A la mañana siguiente, cuando despertó, apenas recordaba dónde estaba, qué había pasado y quién era aquel hombre barbudo que lo miraba fijamente. Este le dijo en voz débil:
—Perdóname.
—No te conozco ni tengo nada que perdonarte —respondió el rey.
El hombre barbudo prosiguió:
—Tú no me conoces, majestad, pero yo sí. Hasta ayer, yo era un enemigo tuyo declarado y había jurado vengarme de ti porque durante la última guerra mataste a mi hermano y me quitaste mi propiedad. Cuando supe que habías venido solo a la montaña, te seguí para matarte. Pero después de esperarte todo un día y ver que no volvías, salí de mi escondite para buscarte. En lugar de dar contigo, me encontré con tus guardias, que al darse cuenta de mis intenciones me atacaron y me hirieron. Por suerte, pude escapar y corrí hasta aquí. Si no me hubieras acogido y vendado mis heridas, seguramente me hubiera desangrado y ahora estaría muerto. Yo deseaba matarte y tú, en cambio, me salvaste la vida. Si vivo y tú me lo permites, te juro que seré tu fiel servidor por el resto de mi vida y ordenaré a mis hijos y nietos que hagan lo mismo. Por favor, majestad, concédeme tu perdón.
El rey, sorprendido y admirado, se alegró de lo fácil que había sido reconciliarse con su enemigo, y no solo le perdonó la vida, sino que le prometió devolverle su propiedad y enviarle a sus propios médicos y servidores para que lo atendieran hasta que estuviera completamente restablecido.
El rey se despidió del herido, salió de la cabaña y buscó al ermitaño, que estaba sembrando papas entre los surcos abiertos el día anterior.
—Por última vez, antes de que me vaya, te ruego, hombre sabio, responde a mis preguntas…

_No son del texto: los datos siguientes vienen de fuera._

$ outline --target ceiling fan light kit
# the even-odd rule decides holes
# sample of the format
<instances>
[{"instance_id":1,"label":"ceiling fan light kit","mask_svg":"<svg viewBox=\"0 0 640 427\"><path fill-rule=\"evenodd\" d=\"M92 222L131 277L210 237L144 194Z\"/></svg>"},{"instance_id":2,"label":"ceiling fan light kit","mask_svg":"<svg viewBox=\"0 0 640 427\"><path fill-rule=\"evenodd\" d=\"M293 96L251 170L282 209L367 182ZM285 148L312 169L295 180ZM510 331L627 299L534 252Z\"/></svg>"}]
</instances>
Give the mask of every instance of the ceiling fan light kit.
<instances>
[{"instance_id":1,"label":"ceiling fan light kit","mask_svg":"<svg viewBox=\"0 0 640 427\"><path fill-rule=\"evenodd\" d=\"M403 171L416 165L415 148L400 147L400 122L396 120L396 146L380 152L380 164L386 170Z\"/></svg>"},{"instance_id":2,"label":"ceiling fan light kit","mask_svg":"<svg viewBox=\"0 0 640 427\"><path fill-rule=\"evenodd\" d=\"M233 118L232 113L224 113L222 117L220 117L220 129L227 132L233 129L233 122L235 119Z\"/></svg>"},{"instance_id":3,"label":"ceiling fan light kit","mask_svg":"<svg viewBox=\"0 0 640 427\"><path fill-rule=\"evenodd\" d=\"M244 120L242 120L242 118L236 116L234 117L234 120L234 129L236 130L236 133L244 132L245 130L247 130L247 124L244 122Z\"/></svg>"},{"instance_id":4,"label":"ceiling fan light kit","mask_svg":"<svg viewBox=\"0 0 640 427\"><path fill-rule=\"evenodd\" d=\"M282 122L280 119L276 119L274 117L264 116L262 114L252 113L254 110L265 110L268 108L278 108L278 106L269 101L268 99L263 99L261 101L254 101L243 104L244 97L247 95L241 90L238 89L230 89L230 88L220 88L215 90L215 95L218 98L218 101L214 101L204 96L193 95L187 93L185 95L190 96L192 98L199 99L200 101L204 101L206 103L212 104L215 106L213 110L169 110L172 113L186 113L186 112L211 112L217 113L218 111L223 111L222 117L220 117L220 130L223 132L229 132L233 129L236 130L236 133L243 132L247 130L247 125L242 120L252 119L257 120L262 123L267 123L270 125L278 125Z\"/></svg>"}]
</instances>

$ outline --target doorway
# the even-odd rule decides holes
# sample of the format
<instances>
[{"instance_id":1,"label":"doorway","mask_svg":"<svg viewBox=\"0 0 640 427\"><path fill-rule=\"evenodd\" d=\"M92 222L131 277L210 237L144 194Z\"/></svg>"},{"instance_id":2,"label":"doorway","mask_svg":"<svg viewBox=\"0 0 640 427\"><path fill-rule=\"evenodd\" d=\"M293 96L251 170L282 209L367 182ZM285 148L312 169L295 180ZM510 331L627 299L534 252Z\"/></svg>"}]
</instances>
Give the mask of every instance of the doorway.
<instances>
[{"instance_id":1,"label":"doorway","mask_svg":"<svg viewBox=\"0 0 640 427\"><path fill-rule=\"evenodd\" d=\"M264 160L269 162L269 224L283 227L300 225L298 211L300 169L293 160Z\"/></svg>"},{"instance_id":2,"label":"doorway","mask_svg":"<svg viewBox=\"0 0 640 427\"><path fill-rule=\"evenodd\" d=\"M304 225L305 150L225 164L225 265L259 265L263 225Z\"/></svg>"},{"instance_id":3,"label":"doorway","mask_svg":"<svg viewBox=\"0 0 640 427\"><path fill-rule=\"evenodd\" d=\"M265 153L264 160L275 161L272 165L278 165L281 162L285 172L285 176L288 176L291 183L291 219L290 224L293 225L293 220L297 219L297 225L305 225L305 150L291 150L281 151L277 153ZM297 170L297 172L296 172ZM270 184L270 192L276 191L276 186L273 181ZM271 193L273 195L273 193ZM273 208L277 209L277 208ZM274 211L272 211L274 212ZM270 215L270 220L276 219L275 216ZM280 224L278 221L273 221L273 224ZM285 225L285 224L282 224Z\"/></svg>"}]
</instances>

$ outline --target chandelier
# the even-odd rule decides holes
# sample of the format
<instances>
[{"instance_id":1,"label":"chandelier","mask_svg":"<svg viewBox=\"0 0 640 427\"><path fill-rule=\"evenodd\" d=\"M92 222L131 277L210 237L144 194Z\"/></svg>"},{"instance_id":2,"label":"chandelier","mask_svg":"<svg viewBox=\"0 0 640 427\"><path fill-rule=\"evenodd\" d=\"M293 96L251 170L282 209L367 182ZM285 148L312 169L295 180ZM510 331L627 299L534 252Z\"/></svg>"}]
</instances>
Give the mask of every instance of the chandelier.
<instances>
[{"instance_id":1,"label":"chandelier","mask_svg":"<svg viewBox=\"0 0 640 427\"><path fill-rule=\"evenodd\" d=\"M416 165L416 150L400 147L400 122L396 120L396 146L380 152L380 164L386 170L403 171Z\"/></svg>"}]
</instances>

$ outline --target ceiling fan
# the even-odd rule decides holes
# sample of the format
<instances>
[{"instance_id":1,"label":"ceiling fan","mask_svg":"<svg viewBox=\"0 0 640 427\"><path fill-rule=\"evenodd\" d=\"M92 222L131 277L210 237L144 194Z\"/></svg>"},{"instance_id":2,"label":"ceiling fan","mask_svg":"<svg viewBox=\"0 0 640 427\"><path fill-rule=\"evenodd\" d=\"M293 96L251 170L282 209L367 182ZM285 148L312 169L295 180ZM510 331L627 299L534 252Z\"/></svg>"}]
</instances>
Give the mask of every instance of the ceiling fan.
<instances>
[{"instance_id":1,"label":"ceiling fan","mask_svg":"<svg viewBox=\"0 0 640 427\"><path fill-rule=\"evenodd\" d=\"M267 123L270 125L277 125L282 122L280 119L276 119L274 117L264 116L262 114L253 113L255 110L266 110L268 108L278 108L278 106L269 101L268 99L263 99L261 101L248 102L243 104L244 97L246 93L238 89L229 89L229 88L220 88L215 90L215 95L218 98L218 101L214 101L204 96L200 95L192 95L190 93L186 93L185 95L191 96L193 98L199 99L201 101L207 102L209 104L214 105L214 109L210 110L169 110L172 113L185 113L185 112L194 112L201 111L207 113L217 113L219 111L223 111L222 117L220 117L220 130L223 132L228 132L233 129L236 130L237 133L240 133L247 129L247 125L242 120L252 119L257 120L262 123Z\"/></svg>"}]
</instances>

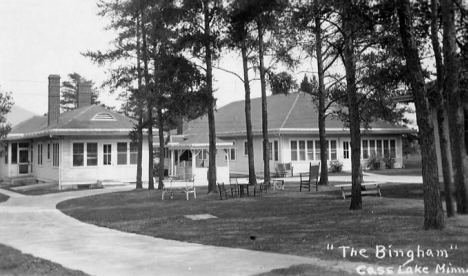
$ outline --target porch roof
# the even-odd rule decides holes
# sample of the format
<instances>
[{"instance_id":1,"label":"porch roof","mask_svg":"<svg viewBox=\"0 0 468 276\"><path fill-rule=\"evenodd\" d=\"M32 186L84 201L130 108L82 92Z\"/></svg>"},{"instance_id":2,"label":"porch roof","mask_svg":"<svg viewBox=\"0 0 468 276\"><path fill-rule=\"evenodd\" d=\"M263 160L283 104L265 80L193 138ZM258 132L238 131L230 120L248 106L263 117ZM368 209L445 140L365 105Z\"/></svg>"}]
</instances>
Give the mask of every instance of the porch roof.
<instances>
[{"instance_id":1,"label":"porch roof","mask_svg":"<svg viewBox=\"0 0 468 276\"><path fill-rule=\"evenodd\" d=\"M167 143L169 149L208 149L209 137L206 133L200 133L191 136L174 135L170 137L170 142ZM234 142L224 141L216 138L217 149L233 148Z\"/></svg>"}]
</instances>

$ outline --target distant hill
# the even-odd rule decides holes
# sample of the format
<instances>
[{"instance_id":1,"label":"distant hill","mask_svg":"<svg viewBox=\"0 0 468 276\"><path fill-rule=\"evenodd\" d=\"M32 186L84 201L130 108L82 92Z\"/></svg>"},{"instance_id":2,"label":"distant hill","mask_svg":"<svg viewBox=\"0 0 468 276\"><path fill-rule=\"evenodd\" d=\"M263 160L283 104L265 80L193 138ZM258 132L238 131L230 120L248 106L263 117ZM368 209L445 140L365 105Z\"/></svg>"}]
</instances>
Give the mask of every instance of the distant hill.
<instances>
[{"instance_id":1,"label":"distant hill","mask_svg":"<svg viewBox=\"0 0 468 276\"><path fill-rule=\"evenodd\" d=\"M24 122L33 116L37 116L37 114L22 107L13 105L10 113L8 113L6 117L8 123L10 123L12 126L16 126L17 124Z\"/></svg>"}]
</instances>

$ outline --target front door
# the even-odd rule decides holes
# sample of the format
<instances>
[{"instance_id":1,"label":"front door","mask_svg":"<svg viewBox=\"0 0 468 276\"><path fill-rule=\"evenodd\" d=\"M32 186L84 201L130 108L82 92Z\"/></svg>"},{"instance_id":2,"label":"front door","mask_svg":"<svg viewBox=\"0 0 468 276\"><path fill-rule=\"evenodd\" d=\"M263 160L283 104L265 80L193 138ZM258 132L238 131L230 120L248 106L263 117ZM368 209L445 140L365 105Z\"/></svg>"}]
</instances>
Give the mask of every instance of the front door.
<instances>
[{"instance_id":1,"label":"front door","mask_svg":"<svg viewBox=\"0 0 468 276\"><path fill-rule=\"evenodd\" d=\"M351 170L351 145L350 140L342 140L341 159L343 160L343 170Z\"/></svg>"},{"instance_id":2,"label":"front door","mask_svg":"<svg viewBox=\"0 0 468 276\"><path fill-rule=\"evenodd\" d=\"M29 173L29 149L19 149L18 173Z\"/></svg>"}]
</instances>

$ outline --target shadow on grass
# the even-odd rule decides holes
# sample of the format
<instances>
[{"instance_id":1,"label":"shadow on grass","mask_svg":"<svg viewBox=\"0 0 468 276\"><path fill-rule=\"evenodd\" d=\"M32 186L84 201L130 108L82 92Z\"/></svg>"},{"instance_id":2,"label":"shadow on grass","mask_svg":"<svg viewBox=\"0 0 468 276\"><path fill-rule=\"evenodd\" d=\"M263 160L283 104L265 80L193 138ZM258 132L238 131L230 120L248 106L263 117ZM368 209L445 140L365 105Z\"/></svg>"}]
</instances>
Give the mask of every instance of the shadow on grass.
<instances>
[{"instance_id":1,"label":"shadow on grass","mask_svg":"<svg viewBox=\"0 0 468 276\"><path fill-rule=\"evenodd\" d=\"M9 196L0 193L0 203L7 201L9 198Z\"/></svg>"},{"instance_id":2,"label":"shadow on grass","mask_svg":"<svg viewBox=\"0 0 468 276\"><path fill-rule=\"evenodd\" d=\"M153 237L376 265L401 265L408 260L406 255L377 258L377 245L408 252L418 246L435 250L456 244L460 250L450 252L447 261L466 265L466 218L447 220L444 231L422 230L421 185L384 185L383 197L363 197L359 211L349 210L350 200L343 200L339 189L319 189L299 192L298 186L288 185L285 191L269 191L262 197L223 201L203 188L197 188L197 199L189 201L184 194L162 201L160 191L133 190L73 199L57 207L88 223ZM185 217L197 214L216 218ZM327 250L329 244L335 250ZM370 257L343 258L340 246L364 249ZM412 264L436 261L444 260L415 258Z\"/></svg>"}]
</instances>

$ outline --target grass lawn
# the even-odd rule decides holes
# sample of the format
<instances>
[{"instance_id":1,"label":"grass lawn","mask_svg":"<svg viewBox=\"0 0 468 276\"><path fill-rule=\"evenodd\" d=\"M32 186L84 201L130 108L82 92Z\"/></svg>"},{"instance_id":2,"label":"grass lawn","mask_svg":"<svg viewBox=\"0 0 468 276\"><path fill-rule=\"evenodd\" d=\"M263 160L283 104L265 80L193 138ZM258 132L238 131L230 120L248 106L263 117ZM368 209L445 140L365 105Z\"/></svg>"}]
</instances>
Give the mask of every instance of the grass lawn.
<instances>
[{"instance_id":1,"label":"grass lawn","mask_svg":"<svg viewBox=\"0 0 468 276\"><path fill-rule=\"evenodd\" d=\"M88 274L30 254L23 254L19 250L0 244L0 275L86 276Z\"/></svg>"},{"instance_id":2,"label":"grass lawn","mask_svg":"<svg viewBox=\"0 0 468 276\"><path fill-rule=\"evenodd\" d=\"M446 219L444 231L423 230L422 185L384 185L382 198L363 197L361 211L349 211L349 199L343 200L336 188L319 189L318 193L300 193L298 185L289 184L286 191L270 191L263 197L223 201L218 195L207 195L203 188L197 188L197 199L189 201L184 194L162 201L160 191L134 190L69 200L58 208L88 223L165 239L362 261L395 269L414 253L409 266L435 269L439 263L450 262L467 268L468 218ZM217 218L194 221L185 217L195 214ZM329 244L333 250L327 250ZM457 249L450 249L451 245ZM364 249L368 258L343 257L340 246ZM385 257L377 256L376 246L386 248ZM404 256L393 253L389 257L390 248ZM418 249L425 250L424 257L416 255ZM447 250L448 257L428 257L427 250ZM291 275L307 275L305 267L294 268Z\"/></svg>"},{"instance_id":3,"label":"grass lawn","mask_svg":"<svg viewBox=\"0 0 468 276\"><path fill-rule=\"evenodd\" d=\"M380 175L403 175L403 176L421 176L421 168L413 169L385 169L385 170L367 170L364 172L380 174Z\"/></svg>"},{"instance_id":4,"label":"grass lawn","mask_svg":"<svg viewBox=\"0 0 468 276\"><path fill-rule=\"evenodd\" d=\"M5 202L5 201L7 201L9 198L10 198L9 196L0 193L0 202Z\"/></svg>"}]
</instances>

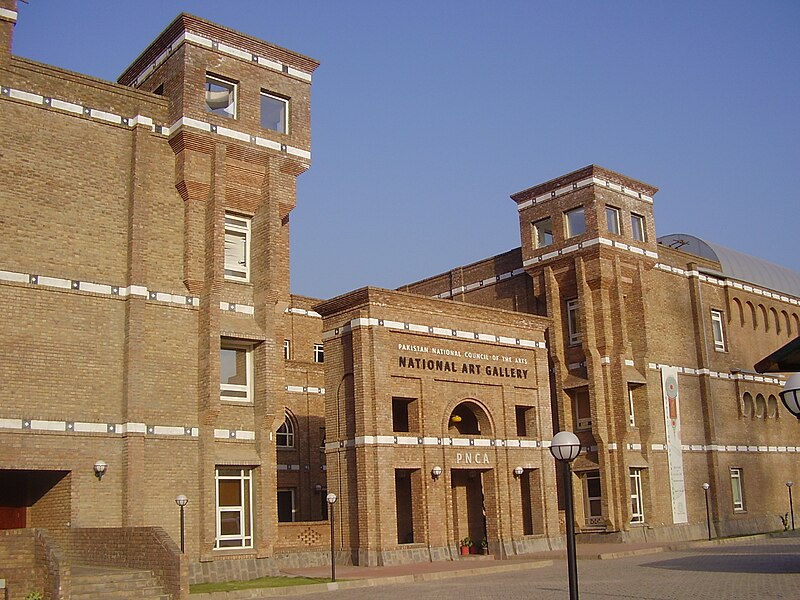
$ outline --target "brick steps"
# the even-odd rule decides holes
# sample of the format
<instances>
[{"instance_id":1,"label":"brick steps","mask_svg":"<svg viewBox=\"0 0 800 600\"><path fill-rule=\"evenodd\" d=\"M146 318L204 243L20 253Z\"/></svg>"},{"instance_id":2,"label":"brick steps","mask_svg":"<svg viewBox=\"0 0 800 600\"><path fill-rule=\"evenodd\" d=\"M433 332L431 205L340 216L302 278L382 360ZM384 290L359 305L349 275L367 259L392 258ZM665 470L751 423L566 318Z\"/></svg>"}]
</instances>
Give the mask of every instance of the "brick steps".
<instances>
[{"instance_id":1,"label":"brick steps","mask_svg":"<svg viewBox=\"0 0 800 600\"><path fill-rule=\"evenodd\" d=\"M73 600L169 600L150 571L73 565Z\"/></svg>"}]
</instances>

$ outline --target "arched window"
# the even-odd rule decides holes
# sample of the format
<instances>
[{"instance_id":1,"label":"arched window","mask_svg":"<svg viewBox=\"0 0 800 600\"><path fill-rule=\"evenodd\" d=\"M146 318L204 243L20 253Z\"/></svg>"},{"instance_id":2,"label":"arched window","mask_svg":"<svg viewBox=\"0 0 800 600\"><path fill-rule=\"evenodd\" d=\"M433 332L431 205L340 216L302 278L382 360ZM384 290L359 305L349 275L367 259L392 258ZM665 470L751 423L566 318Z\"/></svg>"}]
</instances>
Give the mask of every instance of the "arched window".
<instances>
[{"instance_id":1,"label":"arched window","mask_svg":"<svg viewBox=\"0 0 800 600\"><path fill-rule=\"evenodd\" d=\"M742 308L742 302L738 298L734 298L733 304L736 306L736 313L739 315L739 325L744 327L744 308Z\"/></svg>"},{"instance_id":2,"label":"arched window","mask_svg":"<svg viewBox=\"0 0 800 600\"><path fill-rule=\"evenodd\" d=\"M767 318L767 309L763 304L758 305L758 310L761 313L761 320L764 322L764 331L769 331L769 319Z\"/></svg>"},{"instance_id":3,"label":"arched window","mask_svg":"<svg viewBox=\"0 0 800 600\"><path fill-rule=\"evenodd\" d=\"M778 311L774 308L769 309L770 314L772 315L772 321L775 323L775 333L777 335L781 334L781 321L778 319Z\"/></svg>"},{"instance_id":4,"label":"arched window","mask_svg":"<svg viewBox=\"0 0 800 600\"><path fill-rule=\"evenodd\" d=\"M758 394L756 396L756 419L766 419L767 418L767 401L764 399L764 396Z\"/></svg>"},{"instance_id":5,"label":"arched window","mask_svg":"<svg viewBox=\"0 0 800 600\"><path fill-rule=\"evenodd\" d=\"M770 394L769 398L767 398L767 418L778 418L778 399L773 394Z\"/></svg>"},{"instance_id":6,"label":"arched window","mask_svg":"<svg viewBox=\"0 0 800 600\"><path fill-rule=\"evenodd\" d=\"M275 443L278 448L294 448L294 421L288 411L283 425L278 427L275 434Z\"/></svg>"},{"instance_id":7,"label":"arched window","mask_svg":"<svg viewBox=\"0 0 800 600\"><path fill-rule=\"evenodd\" d=\"M756 316L756 307L749 300L747 301L747 308L750 309L750 319L753 323L753 329L758 329L758 317Z\"/></svg>"},{"instance_id":8,"label":"arched window","mask_svg":"<svg viewBox=\"0 0 800 600\"><path fill-rule=\"evenodd\" d=\"M791 337L792 336L792 321L789 319L789 313L787 313L785 310L782 310L781 314L783 315L783 322L786 324L786 335Z\"/></svg>"},{"instance_id":9,"label":"arched window","mask_svg":"<svg viewBox=\"0 0 800 600\"><path fill-rule=\"evenodd\" d=\"M742 396L742 416L748 419L753 418L755 407L753 406L753 396L750 392L745 392Z\"/></svg>"},{"instance_id":10,"label":"arched window","mask_svg":"<svg viewBox=\"0 0 800 600\"><path fill-rule=\"evenodd\" d=\"M492 424L483 407L477 402L465 400L450 413L447 421L450 435L492 435Z\"/></svg>"},{"instance_id":11,"label":"arched window","mask_svg":"<svg viewBox=\"0 0 800 600\"><path fill-rule=\"evenodd\" d=\"M800 335L800 317L797 316L797 313L792 313L792 319L794 320L794 330Z\"/></svg>"}]
</instances>

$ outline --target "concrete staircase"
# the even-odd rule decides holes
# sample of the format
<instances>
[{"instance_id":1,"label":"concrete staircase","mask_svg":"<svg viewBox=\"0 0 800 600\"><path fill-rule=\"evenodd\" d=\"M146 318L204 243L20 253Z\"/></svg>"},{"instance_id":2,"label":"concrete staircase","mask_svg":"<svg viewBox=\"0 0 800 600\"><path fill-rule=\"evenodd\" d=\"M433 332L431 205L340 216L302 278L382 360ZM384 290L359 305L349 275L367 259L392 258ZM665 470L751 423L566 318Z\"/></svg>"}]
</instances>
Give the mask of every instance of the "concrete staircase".
<instances>
[{"instance_id":1,"label":"concrete staircase","mask_svg":"<svg viewBox=\"0 0 800 600\"><path fill-rule=\"evenodd\" d=\"M170 600L150 571L72 565L72 600Z\"/></svg>"}]
</instances>

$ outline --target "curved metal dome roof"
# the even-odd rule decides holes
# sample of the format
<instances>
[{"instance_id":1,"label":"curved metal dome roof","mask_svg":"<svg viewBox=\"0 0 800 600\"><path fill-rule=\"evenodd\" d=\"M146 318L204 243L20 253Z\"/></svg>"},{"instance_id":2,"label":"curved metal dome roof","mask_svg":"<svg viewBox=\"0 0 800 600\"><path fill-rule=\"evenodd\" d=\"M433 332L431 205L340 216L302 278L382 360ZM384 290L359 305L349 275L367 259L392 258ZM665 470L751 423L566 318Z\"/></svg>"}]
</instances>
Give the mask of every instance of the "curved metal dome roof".
<instances>
[{"instance_id":1,"label":"curved metal dome roof","mask_svg":"<svg viewBox=\"0 0 800 600\"><path fill-rule=\"evenodd\" d=\"M664 235L658 238L658 243L717 261L726 277L800 297L800 273L786 267L707 242L688 233Z\"/></svg>"}]
</instances>

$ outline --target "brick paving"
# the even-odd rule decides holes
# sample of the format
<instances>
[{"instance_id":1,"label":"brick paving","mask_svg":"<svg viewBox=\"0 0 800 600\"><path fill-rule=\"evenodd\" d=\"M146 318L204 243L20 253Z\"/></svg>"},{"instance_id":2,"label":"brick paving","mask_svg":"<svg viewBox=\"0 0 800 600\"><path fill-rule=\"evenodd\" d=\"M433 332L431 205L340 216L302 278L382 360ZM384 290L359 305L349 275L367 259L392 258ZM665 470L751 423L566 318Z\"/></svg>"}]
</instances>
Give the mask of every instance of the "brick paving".
<instances>
[{"instance_id":1,"label":"brick paving","mask_svg":"<svg viewBox=\"0 0 800 600\"><path fill-rule=\"evenodd\" d=\"M800 536L696 542L677 550L656 544L635 547L587 544L580 545L579 550L579 588L583 600L800 600ZM313 586L314 589L294 589L292 593L324 596L328 600L409 597L564 600L568 589L563 552L548 554L554 560L537 556L537 561L339 567L337 579L349 580L340 584L342 589ZM356 577L366 579L354 580Z\"/></svg>"}]
</instances>

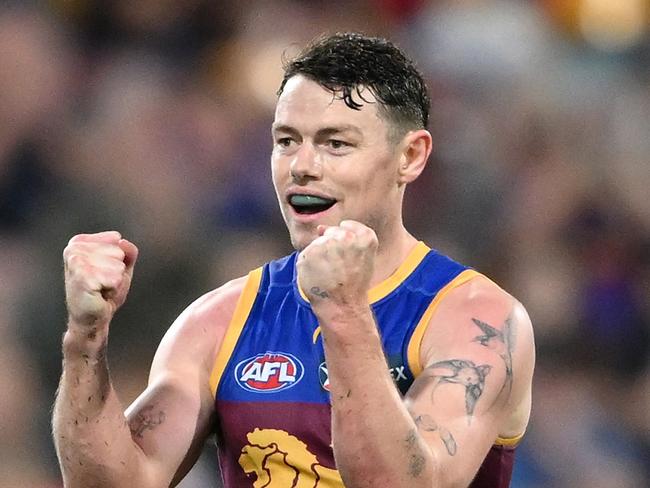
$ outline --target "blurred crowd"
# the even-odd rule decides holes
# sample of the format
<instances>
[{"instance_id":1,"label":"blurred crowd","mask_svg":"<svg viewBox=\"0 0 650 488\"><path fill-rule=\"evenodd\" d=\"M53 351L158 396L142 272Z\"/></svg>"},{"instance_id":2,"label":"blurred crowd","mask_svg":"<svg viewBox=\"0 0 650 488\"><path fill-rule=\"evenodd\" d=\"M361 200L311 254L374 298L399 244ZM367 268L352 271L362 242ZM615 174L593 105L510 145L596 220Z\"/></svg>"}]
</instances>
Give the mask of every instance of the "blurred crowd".
<instances>
[{"instance_id":1,"label":"blurred crowd","mask_svg":"<svg viewBox=\"0 0 650 488\"><path fill-rule=\"evenodd\" d=\"M0 5L0 487L60 487L61 252L140 248L109 360L128 404L191 301L290 244L270 180L283 58L389 37L431 89L418 237L528 308L513 487L650 485L647 0L49 0ZM214 440L182 483L220 486Z\"/></svg>"}]
</instances>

El ermitaño se sentó en cuclillas sobre sus piernas flacas, alzó la vista y le dijo al rey:
—Tus preguntas, rey, ya han sido contestadas. Ayer, si no hubieras decidido ayudarme a arar los surcos, hubieras regresado solo, sin tus guardias, y este hombre te hubiera atacado, por lo que seguramente te habrías arrepentido de no haberte quedado conmigo. Por lo tanto, rey, el momento más oportuno fue el que pasaste cavando mi terreno. En ese momento, yo era la persona más importante para ti y la acción más adecuada consistió justamente en arar el surco. Más tarde, cuando llegó corriendo el herido, el momento más oportuno fue el tiempo que pasaste curando su herida, porque si no lo hubieras cuidado como lo hiciste, el hombre barbudo habría muerto y habrías perdido la oportunidad de reconciliarte con él. En ese momento, él se convirtió en la persona más importante para ti, de la misma forma que atenderlo fue la acción más importante. Rey, solo hay un momento importante y es el ahora, pues tan solo tenemos dominio sobre el presente. La persona más importante es siempre esa con la que estás y la acción más importante es ser bondadoso con ella, porque para eso es que fuimos enviados a este mundo, para ser bondadosos con los demás.